Je n'ai pas perdu connaissance par hasard, j'ignorais même que ça pouvait m'arriver. Je ne crois pas m'être pris un violent coup à la tête, alors j'opte pour la théorie de l'enchantement. Ce qui signifie que... j'ai été piégé.

Jeremias voulait que je le suive ? Mais pourquoi ? Tout portait à croire qu'il voulait enlever sa fille.

Réfléchir accentue ma migraine, et la douleur qui irradie mes membres reprend le dessus sur mes pensées. Je dévie mon regard sur la droite, puis sur la gauche. Je suis torse-nu, j'ai les bras écartelés, attachés à deux poteaux métalliques bien plus propres et récents que la pièce moisie dans laquelle je me trouve.

Je ris intérieurement. On pourrait presque croire qu'ils ont été installés spécialement pour moi.

Des chaînes enroulent mes membres, de l'épaule au poignet pour me maintenir aux poteaux. Je n'ai aucune amplitude de mouvement. Je suis agenouillé sur du béton mal entretenu. Je tente de me tourner. Mes chevilles fixées au sol par des entraves trop serrées m'obligent à garder cette position inconfortable.

Néanmoins, ce n'est pas la souffrance provoquée par mes rotules suppliciées ou par mes bras trop tendus qui est le plus difficile à supporter, c'est celle engendrée par les chaînes qui emmaillotent mes ailes.

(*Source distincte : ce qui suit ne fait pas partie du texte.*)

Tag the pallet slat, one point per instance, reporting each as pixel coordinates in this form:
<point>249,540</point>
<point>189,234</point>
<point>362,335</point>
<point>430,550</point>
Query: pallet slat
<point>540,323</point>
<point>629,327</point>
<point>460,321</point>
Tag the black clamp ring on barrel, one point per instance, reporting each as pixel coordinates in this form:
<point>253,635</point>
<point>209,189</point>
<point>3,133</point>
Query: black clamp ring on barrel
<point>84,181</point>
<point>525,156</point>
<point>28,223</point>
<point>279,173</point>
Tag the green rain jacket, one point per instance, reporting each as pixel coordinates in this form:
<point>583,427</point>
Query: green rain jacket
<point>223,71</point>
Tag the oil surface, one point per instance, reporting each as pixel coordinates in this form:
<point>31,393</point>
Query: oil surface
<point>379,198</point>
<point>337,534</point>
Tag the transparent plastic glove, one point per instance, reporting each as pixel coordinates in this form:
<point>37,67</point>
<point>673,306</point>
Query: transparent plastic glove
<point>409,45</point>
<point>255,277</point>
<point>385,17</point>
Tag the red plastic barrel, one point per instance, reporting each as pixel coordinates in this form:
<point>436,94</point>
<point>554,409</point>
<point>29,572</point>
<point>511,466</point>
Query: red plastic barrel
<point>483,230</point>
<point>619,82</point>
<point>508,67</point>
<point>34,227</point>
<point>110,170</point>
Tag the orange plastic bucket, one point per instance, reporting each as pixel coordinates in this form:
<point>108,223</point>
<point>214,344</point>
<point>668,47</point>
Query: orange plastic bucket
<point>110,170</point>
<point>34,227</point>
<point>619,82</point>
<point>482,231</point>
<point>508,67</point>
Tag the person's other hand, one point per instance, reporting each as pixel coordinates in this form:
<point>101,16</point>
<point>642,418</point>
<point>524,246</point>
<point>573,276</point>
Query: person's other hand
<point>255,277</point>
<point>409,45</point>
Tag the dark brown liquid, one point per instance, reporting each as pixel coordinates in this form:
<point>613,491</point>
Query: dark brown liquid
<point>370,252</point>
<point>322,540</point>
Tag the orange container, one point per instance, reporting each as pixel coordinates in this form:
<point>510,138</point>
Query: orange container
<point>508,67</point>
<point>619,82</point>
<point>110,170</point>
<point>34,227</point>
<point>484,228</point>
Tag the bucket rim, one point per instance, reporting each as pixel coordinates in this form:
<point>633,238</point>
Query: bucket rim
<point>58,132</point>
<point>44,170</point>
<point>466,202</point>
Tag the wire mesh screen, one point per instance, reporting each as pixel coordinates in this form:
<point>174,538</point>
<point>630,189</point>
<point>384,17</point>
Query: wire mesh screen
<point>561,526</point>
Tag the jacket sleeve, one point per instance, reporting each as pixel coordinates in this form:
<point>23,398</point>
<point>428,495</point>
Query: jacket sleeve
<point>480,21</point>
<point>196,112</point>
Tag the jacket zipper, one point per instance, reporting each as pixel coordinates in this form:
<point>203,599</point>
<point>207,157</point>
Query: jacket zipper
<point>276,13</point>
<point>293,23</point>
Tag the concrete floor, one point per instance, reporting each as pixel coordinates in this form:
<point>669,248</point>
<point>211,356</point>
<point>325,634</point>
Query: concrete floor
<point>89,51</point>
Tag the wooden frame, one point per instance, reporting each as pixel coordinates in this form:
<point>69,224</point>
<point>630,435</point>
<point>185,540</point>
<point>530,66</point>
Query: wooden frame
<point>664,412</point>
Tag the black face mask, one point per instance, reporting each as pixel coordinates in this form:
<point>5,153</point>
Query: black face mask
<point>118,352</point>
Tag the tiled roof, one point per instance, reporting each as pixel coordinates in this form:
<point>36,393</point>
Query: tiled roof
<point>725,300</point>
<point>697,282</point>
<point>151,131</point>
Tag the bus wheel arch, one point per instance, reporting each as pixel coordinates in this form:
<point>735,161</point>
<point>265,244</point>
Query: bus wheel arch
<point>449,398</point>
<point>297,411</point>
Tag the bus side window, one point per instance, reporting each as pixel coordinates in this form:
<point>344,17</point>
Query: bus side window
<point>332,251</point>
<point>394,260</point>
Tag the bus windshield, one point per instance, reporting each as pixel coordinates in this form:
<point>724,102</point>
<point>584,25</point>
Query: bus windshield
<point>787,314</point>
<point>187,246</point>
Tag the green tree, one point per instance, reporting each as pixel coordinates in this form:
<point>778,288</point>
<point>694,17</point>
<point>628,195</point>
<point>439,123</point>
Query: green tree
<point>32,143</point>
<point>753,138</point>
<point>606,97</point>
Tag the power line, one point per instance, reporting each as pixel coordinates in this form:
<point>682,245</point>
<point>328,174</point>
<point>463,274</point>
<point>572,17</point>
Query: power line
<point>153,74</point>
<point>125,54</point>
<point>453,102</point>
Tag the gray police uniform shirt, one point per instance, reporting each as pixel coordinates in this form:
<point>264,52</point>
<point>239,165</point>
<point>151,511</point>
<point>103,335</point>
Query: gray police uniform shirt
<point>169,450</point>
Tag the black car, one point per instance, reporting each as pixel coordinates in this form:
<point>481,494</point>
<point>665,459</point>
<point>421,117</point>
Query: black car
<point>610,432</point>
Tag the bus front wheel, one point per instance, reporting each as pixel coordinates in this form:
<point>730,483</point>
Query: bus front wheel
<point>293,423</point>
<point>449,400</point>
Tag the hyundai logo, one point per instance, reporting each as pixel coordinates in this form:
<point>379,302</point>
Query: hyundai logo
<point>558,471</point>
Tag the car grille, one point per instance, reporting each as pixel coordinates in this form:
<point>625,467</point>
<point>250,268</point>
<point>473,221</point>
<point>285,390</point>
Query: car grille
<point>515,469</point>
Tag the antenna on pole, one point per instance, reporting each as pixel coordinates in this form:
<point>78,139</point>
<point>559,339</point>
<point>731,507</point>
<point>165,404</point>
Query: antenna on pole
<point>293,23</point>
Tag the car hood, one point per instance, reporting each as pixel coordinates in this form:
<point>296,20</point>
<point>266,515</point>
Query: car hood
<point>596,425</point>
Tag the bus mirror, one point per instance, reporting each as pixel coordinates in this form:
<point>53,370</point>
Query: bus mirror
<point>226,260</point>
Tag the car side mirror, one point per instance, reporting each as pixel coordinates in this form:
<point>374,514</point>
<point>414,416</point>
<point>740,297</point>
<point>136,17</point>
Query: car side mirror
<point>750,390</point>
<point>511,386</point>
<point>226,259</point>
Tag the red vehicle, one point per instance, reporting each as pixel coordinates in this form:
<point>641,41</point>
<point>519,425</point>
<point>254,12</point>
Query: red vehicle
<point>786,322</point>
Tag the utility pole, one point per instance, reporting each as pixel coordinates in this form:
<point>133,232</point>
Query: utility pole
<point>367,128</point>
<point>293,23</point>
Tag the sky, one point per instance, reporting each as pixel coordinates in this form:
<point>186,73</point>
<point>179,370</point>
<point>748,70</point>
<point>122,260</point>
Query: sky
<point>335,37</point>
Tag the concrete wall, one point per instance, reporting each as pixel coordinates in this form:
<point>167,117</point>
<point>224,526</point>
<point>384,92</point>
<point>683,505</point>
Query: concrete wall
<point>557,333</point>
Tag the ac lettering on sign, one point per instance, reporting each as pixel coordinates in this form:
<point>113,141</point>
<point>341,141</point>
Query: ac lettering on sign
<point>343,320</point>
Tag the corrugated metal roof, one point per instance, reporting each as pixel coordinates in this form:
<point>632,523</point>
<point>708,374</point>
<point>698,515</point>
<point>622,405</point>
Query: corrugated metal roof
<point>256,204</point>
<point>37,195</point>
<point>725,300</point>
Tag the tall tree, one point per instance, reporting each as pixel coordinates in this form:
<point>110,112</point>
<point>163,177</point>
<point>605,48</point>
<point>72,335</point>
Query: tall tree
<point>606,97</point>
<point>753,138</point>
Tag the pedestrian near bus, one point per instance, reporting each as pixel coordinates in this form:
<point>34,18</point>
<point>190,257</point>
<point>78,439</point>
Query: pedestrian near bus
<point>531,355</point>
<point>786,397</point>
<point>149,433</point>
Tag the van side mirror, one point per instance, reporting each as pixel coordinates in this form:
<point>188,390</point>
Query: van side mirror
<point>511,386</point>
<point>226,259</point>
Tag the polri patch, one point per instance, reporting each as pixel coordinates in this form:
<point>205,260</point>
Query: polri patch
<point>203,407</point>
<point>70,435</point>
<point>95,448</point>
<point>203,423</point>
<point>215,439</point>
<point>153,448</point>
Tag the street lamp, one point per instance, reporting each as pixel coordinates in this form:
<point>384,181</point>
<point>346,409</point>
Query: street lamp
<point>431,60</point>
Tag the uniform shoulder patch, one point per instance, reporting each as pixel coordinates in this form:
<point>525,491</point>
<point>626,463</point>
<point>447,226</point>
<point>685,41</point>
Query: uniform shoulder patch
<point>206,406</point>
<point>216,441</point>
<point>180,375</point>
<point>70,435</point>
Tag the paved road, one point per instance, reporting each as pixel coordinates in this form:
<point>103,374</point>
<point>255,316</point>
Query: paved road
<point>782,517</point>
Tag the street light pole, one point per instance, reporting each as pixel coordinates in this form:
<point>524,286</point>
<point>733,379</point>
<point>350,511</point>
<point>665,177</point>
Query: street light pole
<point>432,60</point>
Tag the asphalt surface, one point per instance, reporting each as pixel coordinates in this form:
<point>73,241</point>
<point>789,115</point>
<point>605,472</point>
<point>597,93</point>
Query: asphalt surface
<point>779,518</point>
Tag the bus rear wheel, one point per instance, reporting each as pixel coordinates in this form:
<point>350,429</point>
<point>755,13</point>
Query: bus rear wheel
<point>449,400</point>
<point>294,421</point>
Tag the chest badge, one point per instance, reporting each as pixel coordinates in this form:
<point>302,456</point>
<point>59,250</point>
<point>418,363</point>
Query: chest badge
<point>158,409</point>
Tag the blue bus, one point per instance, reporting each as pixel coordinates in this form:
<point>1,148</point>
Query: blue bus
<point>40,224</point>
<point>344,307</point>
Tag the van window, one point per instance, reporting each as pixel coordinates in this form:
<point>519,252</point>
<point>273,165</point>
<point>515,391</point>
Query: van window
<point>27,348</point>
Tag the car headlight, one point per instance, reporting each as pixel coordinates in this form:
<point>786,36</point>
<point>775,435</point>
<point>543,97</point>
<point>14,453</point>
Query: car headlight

Un grondement s'échappe de ma gorge lorsque je tente de me libérer. Je m'acharne sur mes liens, me blessant au passage, en vain. Ma guérison rapide ne permet pas à la douleur de s'atténuer.

— Te débattre ne sert à rien, résonne une voix dans le couloir.

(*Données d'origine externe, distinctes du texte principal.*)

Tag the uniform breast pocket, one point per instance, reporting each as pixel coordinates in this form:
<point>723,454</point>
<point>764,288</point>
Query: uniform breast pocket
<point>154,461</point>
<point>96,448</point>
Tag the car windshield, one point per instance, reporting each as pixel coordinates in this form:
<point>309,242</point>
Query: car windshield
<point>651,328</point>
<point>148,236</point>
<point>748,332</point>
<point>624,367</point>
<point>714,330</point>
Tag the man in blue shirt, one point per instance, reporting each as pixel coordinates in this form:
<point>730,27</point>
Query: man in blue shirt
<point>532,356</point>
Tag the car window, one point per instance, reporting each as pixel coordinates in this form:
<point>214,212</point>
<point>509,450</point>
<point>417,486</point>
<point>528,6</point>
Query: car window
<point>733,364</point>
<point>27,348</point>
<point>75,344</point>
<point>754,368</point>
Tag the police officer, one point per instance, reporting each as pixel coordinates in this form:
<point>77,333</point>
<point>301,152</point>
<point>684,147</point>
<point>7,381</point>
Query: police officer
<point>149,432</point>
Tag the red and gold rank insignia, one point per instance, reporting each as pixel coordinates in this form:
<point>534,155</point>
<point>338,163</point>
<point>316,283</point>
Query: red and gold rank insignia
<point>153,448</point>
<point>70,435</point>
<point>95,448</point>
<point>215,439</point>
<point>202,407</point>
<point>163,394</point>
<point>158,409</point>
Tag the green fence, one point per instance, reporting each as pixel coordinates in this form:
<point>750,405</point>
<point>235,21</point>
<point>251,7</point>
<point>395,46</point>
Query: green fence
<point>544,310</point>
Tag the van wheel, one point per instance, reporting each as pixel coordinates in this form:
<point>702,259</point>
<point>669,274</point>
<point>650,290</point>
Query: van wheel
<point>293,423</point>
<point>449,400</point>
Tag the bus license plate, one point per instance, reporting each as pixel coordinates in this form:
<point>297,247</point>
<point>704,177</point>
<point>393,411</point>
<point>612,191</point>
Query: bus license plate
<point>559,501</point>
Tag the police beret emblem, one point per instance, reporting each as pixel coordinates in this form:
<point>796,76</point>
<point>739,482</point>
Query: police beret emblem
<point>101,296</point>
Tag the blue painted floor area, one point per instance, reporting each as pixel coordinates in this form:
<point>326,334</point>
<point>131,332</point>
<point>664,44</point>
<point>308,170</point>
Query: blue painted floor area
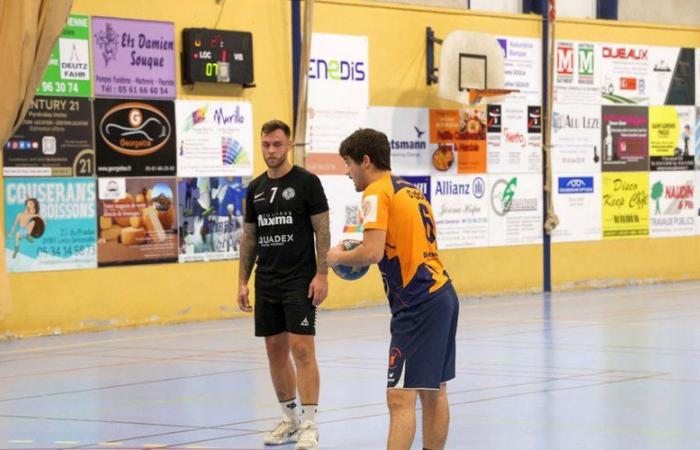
<point>608,369</point>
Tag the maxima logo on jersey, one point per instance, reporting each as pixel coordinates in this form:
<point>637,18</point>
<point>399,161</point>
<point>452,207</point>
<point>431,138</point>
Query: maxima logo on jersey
<point>575,185</point>
<point>282,219</point>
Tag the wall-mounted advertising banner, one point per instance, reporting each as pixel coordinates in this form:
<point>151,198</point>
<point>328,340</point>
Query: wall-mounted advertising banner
<point>672,206</point>
<point>576,201</point>
<point>625,138</point>
<point>577,78</point>
<point>421,183</point>
<point>338,97</point>
<point>135,137</point>
<point>461,139</point>
<point>133,58</point>
<point>671,76</point>
<point>210,211</point>
<point>523,69</point>
<point>345,208</point>
<point>408,130</point>
<point>515,216</point>
<point>68,73</point>
<point>624,74</point>
<point>514,138</point>
<point>697,138</point>
<point>625,205</point>
<point>671,141</point>
<point>461,211</point>
<point>444,131</point>
<point>137,221</point>
<point>697,202</point>
<point>576,138</point>
<point>214,138</point>
<point>54,139</point>
<point>50,224</point>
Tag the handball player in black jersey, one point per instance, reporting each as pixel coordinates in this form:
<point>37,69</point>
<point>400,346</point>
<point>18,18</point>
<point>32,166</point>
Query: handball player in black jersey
<point>285,209</point>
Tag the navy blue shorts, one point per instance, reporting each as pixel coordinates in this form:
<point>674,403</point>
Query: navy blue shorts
<point>422,352</point>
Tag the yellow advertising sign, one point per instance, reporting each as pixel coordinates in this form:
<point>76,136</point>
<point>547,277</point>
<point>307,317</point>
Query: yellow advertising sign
<point>625,205</point>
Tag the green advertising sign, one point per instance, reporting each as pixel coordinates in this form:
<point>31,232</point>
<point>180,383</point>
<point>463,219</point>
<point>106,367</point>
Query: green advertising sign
<point>69,69</point>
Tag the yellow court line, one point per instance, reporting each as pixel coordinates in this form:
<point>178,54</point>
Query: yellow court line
<point>524,301</point>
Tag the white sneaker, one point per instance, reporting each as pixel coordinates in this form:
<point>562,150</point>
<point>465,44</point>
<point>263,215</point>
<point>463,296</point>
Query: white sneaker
<point>285,432</point>
<point>308,436</point>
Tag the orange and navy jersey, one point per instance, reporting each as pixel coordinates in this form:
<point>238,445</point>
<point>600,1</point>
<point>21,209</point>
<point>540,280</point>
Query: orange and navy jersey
<point>410,267</point>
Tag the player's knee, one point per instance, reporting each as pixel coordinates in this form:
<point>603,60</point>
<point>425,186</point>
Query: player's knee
<point>277,348</point>
<point>303,352</point>
<point>398,399</point>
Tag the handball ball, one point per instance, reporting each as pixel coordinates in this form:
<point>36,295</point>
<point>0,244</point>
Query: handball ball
<point>350,273</point>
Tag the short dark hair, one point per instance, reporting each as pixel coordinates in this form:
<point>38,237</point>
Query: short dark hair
<point>372,143</point>
<point>273,125</point>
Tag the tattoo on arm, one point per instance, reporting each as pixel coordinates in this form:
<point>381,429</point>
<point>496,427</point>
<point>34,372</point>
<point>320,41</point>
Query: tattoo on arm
<point>321,225</point>
<point>248,248</point>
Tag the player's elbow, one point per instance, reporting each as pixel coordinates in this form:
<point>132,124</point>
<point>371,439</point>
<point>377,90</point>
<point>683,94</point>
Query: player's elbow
<point>374,255</point>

La grille rouillée de ma cellule et la luminosité d'un spot placé à l'extérieur me permettent d'apercevoir une ombre se mouvoir et s'approcher. Jeremias apparaît derrière la grille, son éternel sourire arrogant plaqué sur le visage.

Il ouvre la porte, même pas fermée à clé. Il doit vraiment avoir confiance en mes entraves pour négliger ainsi son verrouillage. Quoique, ce n'est pas un battant usé qui me résisterait si je parvenais à me délivrer. Il a sûrement jugé que c'était dans tous les cas inutile. Car même si cet homme a éveillé en moi une colère intense, j'ai bien saisi qu'il n'était pas idiot.

D'ailleurs, c'est parce qu'il est malin qu'il m'a enchaîné de la sorte.

— Tes liens sont un peu serrés, ne m'en veux pas. J'ai dû prendre mes précautions. Après tout, je garde un dieu en captivité.

Ses mots me font crisper la mâchoire.

— Le jour où je me libèrerai, tu vas en subir les conséquences.

Ma voix est d'une froideur inhumaine et d'un calme effrayant.

— Mon plan A est que ça n'arrive pas. Mon plan B est d'être loin dans le cas contraire, sourit-il.

— Je te retrouverai et je te tuerai pour le mal que tu lui as fait.

L'image de Lylith se matérialise dans mon esprit. Jeremias ricane.